I put the problem Photon in a test jig, flashed it with a bit of test code, and all was well. I flashed with the production code and 0.6.2 and it gave a nice SOS 10.

Things are working again so I’m going to declare victory and thank you for your help.

– Doug


#11

Here is a snippet of the code that caused the SOS 10:


void setup() {

    String measurementString = toString();
    Particle.publish("PUBLISH_CODE",measurementString,PRIVATE);
    delete measurementString;

}

String toString()
{
  return String("{\"Measurement\": ") +
  String("{\"Type\": I, \"Subtype\": H, \"Value\": 38.179054,") +
  String(" \"Time\": 1533754532}}");
}

void loop()
{}

if I remove the “delete measurementString;” all is well. Apparently; 0.6.2 tolerated the delete and 0.7.0 doesn’t. Which leads to a question and a comment.

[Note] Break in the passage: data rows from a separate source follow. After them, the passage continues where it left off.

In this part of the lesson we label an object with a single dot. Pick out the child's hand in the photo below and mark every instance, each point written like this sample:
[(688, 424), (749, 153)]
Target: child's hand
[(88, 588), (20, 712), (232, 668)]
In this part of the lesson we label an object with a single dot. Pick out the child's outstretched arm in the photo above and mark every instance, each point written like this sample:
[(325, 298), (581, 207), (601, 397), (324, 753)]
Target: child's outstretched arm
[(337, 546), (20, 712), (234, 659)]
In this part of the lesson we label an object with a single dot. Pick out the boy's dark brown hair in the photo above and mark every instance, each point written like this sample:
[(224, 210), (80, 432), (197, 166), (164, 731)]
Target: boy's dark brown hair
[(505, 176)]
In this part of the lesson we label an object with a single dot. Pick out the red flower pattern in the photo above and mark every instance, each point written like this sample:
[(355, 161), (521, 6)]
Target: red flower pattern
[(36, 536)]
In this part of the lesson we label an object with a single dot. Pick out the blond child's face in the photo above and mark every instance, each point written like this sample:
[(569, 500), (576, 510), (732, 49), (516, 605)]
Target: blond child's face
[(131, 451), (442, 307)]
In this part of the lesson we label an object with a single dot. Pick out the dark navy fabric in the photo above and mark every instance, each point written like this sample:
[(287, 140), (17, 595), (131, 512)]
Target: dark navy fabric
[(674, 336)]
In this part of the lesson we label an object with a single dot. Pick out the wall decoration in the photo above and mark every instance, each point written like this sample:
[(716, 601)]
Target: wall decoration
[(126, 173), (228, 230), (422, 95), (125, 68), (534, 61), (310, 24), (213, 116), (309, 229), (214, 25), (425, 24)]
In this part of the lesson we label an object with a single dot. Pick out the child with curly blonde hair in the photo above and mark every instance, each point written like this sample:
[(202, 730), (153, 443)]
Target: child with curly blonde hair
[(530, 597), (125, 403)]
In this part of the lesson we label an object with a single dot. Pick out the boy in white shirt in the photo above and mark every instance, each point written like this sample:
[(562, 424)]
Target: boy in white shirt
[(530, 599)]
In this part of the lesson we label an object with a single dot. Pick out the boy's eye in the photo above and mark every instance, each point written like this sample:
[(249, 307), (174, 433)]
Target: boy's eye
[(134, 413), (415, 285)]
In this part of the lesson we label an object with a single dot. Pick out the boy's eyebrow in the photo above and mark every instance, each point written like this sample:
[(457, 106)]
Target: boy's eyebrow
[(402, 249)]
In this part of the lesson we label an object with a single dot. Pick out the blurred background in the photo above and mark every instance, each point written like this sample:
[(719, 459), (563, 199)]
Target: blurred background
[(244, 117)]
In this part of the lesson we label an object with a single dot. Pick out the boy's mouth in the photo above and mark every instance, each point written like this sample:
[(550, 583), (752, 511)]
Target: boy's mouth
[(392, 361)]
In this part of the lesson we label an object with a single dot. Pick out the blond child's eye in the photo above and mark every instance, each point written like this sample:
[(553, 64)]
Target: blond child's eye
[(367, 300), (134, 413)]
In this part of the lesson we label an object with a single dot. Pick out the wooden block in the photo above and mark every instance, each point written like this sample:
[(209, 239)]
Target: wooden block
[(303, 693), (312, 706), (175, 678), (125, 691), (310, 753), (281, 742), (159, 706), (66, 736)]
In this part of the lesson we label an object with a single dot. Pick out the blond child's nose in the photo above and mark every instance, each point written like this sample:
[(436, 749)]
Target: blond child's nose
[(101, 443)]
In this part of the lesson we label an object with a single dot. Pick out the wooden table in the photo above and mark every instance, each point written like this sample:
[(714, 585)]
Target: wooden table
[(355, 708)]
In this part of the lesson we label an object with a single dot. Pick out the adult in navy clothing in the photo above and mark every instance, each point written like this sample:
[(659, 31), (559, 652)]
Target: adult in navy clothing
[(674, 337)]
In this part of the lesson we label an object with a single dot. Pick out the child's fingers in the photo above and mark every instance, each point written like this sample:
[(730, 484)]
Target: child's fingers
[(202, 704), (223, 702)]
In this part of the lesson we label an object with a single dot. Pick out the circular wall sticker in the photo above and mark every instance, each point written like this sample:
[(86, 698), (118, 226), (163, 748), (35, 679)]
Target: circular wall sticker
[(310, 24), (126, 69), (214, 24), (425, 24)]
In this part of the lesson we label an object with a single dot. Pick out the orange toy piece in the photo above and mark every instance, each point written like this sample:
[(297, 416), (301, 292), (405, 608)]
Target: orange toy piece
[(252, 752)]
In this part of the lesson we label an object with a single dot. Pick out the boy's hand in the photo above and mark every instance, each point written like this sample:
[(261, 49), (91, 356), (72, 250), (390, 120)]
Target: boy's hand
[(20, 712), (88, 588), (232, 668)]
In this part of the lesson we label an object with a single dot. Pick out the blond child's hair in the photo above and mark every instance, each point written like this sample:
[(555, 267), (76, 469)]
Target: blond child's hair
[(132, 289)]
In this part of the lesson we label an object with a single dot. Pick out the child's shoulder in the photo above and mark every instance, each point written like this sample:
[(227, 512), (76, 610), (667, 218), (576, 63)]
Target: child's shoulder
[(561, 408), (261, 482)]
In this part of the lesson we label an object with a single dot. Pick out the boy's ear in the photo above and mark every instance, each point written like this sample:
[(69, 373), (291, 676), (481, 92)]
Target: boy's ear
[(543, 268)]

I can flash a 0.6.2 version of the bad code to a new device and it works fine. I flash a 0.7.0 version of the code to the same device and it fails. Once I’ve done that, 0.6.2 versions will fail also. The question is “What state is preserved across flashes that might cause this?”.

The comment is that this device was located in a very inaccessible spot. Putting it in safe mode to flash correct code was difficult. Can there be a way of putting the device in safe mode automatically after an SOS?

Thanks,
Doug


#12

delete is meant for object that are instantiated via a new instruction and delete wants an object pointer not an object reference.


#13

Step away from the Arduino String!!! These are notorious for fragmenting the heap and since these are small system with no garbage collection, you will get a heap error eventually. Instead, you should be using cstrings:

http://www.cplusplus.com/reference/cstring/


#14

Thanks for the cstring suggestion. I’ll look into it, although I have a number of devices that have been running this code for 6 months or more.

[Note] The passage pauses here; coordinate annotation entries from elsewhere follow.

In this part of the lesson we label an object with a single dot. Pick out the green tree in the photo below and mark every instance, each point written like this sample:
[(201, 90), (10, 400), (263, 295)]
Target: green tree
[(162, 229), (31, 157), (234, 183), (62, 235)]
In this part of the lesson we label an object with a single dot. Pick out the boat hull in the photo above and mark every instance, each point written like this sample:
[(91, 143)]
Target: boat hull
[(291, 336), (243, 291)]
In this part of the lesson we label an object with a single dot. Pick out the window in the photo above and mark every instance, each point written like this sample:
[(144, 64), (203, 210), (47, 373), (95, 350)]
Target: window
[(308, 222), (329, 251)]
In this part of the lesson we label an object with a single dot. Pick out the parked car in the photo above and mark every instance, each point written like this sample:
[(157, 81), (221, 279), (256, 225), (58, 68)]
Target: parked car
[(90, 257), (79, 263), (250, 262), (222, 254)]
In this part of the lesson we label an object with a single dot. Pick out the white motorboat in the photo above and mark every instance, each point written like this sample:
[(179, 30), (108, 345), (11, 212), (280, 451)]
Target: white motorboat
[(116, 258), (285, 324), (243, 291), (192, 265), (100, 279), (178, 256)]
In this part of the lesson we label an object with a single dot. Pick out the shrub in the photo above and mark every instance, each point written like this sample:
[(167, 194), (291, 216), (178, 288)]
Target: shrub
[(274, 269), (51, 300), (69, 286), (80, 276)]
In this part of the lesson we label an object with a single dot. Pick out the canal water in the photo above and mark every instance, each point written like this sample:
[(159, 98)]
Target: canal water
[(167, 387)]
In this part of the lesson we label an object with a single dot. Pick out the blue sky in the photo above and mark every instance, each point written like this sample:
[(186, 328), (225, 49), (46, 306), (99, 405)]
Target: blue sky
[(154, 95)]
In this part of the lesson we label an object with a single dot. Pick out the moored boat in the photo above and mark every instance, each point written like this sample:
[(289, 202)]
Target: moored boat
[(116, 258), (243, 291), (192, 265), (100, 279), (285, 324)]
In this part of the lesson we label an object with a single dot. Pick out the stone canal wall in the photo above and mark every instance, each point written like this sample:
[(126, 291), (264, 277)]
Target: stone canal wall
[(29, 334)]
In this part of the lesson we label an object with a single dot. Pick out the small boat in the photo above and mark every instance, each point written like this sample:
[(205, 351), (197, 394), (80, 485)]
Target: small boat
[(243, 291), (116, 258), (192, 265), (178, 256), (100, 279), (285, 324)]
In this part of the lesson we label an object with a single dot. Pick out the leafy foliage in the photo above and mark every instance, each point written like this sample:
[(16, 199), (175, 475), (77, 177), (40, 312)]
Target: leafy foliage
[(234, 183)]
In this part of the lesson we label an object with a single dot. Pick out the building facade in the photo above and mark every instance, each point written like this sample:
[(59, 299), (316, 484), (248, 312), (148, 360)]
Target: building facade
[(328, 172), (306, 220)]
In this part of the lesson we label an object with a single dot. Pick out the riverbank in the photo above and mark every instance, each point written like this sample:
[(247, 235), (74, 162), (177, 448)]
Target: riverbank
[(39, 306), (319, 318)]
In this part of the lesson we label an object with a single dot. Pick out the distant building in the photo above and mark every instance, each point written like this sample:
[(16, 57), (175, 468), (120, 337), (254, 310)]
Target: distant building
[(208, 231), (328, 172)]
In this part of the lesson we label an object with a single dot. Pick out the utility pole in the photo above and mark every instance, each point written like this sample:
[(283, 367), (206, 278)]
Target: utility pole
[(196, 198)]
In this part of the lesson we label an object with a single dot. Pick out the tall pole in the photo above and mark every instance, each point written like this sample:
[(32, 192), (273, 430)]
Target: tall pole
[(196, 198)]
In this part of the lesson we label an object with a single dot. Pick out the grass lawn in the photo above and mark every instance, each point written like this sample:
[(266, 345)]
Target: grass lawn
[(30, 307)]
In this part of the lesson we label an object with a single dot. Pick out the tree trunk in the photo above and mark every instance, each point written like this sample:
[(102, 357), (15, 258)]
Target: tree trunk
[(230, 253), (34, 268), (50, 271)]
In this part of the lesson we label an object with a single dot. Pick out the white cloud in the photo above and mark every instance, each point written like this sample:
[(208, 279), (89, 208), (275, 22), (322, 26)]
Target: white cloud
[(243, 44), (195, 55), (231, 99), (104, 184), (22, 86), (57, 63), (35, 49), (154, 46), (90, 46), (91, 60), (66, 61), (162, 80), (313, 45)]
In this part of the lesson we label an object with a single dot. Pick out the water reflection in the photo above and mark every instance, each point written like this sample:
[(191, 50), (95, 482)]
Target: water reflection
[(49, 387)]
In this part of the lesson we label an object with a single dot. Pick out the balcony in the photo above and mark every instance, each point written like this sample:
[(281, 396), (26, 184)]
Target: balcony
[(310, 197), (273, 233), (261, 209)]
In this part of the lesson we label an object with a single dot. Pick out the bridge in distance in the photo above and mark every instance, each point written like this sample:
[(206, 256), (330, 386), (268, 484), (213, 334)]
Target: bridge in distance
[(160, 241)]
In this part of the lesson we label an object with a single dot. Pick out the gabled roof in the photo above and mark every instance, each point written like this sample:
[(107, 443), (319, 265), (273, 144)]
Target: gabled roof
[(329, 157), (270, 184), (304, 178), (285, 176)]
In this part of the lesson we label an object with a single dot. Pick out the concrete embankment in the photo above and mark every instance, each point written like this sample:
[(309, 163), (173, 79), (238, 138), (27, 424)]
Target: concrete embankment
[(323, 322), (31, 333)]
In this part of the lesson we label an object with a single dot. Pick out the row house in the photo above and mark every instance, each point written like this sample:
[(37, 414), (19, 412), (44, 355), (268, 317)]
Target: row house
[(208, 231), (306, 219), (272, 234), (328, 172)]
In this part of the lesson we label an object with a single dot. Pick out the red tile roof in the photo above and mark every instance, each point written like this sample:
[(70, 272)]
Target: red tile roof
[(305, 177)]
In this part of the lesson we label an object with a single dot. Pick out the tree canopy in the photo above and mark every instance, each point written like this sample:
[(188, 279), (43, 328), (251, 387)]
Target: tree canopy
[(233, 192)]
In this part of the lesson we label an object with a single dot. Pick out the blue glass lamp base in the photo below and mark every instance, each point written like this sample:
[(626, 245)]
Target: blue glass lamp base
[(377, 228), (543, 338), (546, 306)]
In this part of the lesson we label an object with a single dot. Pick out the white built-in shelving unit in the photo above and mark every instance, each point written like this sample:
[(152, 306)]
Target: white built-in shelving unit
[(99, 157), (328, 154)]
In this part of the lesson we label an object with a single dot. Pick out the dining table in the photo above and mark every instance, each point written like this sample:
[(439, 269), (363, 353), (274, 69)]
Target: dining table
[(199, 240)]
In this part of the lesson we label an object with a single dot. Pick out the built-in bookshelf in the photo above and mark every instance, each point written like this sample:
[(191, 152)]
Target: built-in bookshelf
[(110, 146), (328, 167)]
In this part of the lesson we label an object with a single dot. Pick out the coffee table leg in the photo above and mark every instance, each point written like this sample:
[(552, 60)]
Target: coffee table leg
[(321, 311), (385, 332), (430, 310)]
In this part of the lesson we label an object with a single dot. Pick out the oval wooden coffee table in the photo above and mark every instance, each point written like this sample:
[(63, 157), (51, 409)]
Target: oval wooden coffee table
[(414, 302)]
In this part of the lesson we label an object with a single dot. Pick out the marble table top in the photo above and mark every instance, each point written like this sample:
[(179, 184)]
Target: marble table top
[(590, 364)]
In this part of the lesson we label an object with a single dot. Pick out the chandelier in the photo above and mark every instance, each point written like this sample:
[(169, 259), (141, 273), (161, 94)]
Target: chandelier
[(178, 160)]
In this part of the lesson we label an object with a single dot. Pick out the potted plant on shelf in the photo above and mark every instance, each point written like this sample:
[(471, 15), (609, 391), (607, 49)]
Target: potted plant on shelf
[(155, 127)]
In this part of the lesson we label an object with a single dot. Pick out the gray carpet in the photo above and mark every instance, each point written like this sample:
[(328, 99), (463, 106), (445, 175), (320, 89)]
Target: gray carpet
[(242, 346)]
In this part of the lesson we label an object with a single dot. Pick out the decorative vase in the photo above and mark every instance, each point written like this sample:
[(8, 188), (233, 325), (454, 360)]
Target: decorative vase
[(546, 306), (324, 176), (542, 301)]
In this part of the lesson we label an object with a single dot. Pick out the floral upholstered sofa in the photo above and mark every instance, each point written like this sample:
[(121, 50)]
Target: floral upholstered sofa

Yeah, I knew delete was wrong when I saw it, ScruffR. Do you have any thoughts on my question and comment?

Thanks,
Doug


#15

If you flash a application targeted for 0.6.2 to device with 0.7.0 system OS firmware the system will not be downgraded.

If a device crashes several times during bootup the system OS will put the device in Safe Mode. If your code starts running and then crashes, your code needs to take care of that by calling System.enterSafeMode() - e.g. when your code doesn’t make it to a certain checkpoint for x attempts.